Le Harcèlement à l'école
Je reçois de plus en plus d’enfants victimes de harcèlement à l’école. Leur désespoir est poignant.
Par exemple, ce petit garçon de 8 ans: Lui qui était si sociable, gai, joueur… Il est devenu agressif. Que se passe-t-il? Aurait-il des troubles de caractère? son entourage s’inquiète… On lui pose des questions, on lui fait la morale. Rien n’y fait, il reste muet. Pourtant, il a des parents attentifs et une maîtresse qui cherche à comprendre.
Pourquoi se décide-t-il à me confier son chagrin? Est-ce que c’est parce qu’on est loin de tout? De l’école, de la maison, de l’inquiétude et de l’attente des adultes? L’espace de la consultation est un lieu particulier où l’enfant peut déposer sa propre parole. Je remarque son visage fermé: « Oh! Je crois que vous n’aviez pas envie de venir me voir? » Il acquiesce. Je lui dis qu’il ne me dira que ce qu’il veut, qu’il n’est pas obligé de me parler. son visage se détend.
Voilà ce qui se passe: Il y a des enfants à l’école, des plus grands, qui le frappent. Ils sont plusieurs, ils lui donnent des coups dans la cour de récréation. Ils lui disent: « Si tu rapportes, on te tapera plus fort » Que peut faire ce petit garçon? Il n’a pas d’amis sur qui compter? pas d’alliance à solliciter? – Oui, mais ils ne savent pas quoi faire, et puis ils ont peur aussi…Alors, il essaie de montrer à ses agresseurs qu’il a du courage, qu’il sait se défendre, qu’il est un garçon… Il se met dans des états de transe, des transes de colère…Il concentre toute son énergie, sa rage, comme ces personnages de la mythologie enfantine entourés d’un halo de supers pouvoirs. ça n’a aucun effet, mais au moins, pendant un temps, un tout petit temps, il restaure son image, il sort de l’humiliation.
Et puis, il y a les filles... Elles sont quelques unes à se regrouper, et à rire entre elles en le regardant. Elles ont leurs propres difficultés de filles face au pouvoir des garçons, alors quand l’un d’eux est en difficulté, certaines se vengent. Ces petites filles-là, même si d’autres sont capables d’empathie, en rajoutent à l’humiliation du petit garçon et à son isolement.
Au début, il a parlé de tout ça à la maîtresse qui s’inquiétait de ses colères, à ses parents. Enfin, presque de tout cela, les enfants ne disent pas tout d’emblée. Et puis, très vite, il a dit: "non, non, ça y est, c’est fini, ils ne m’embêtent plus": Il s’est inquiété de l’inquiétude de ses parents, il s’est dit qu’il allait y arriver tout seul, qu’il était assez fort…Il ne supportait pas de voir sa maman chagrinée. Et surtout, il a douté de l’efficacité des adultes à le défendre sur la durée.

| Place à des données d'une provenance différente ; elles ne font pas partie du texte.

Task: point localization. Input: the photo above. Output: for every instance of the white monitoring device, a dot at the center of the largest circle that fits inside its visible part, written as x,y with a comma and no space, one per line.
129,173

D’autres parents m’ont dit que lorsque leur enfant a été harcelé, le directeur de l'école a reçu tous les enfants concernés par ce harcèlement, et ensuite, régulièrement, il les a reçus, ensemble et séparément. Il n’a pas lâché le morceau! Face à la perversion, il faut que les enfants puissent se fier à une loi, incarnée pour eux, durablement. Ils ne faut pas que les adultes se laissent endormir. Le silence est psychiquement mortel.
Etre victime de harcèlement, est une chose grave. Sur une toute jeune vie, des mois, voire parfois des années de souffrance, pèsent lourd sur le développement psychique, la confiance en soi, le lien aux autres, les apprentissages.
Lorsqu’un enfant change de comportement, qu’il se replie, qu’il devient coléreux, qu’il a des troubles alimentaires, des troubles du sommeil, des angoisses, des phobies soudaines ( pas forcément tout en même temps, bien sûr) Il faut chercher à savoir ce qui se passe. Il ne faut pas lâcher le morceau!
Pour l’enfant harceleur, la rencontre de la loi peut lui permettre de ne pas s’enfermer dans son acte. Son acte est pervers, mais il n’est pas à confondre avec sa personne. Il dit néanmoins quelque chose de son histoire qu’il est urgent d’entendre et auquel il faut répondre.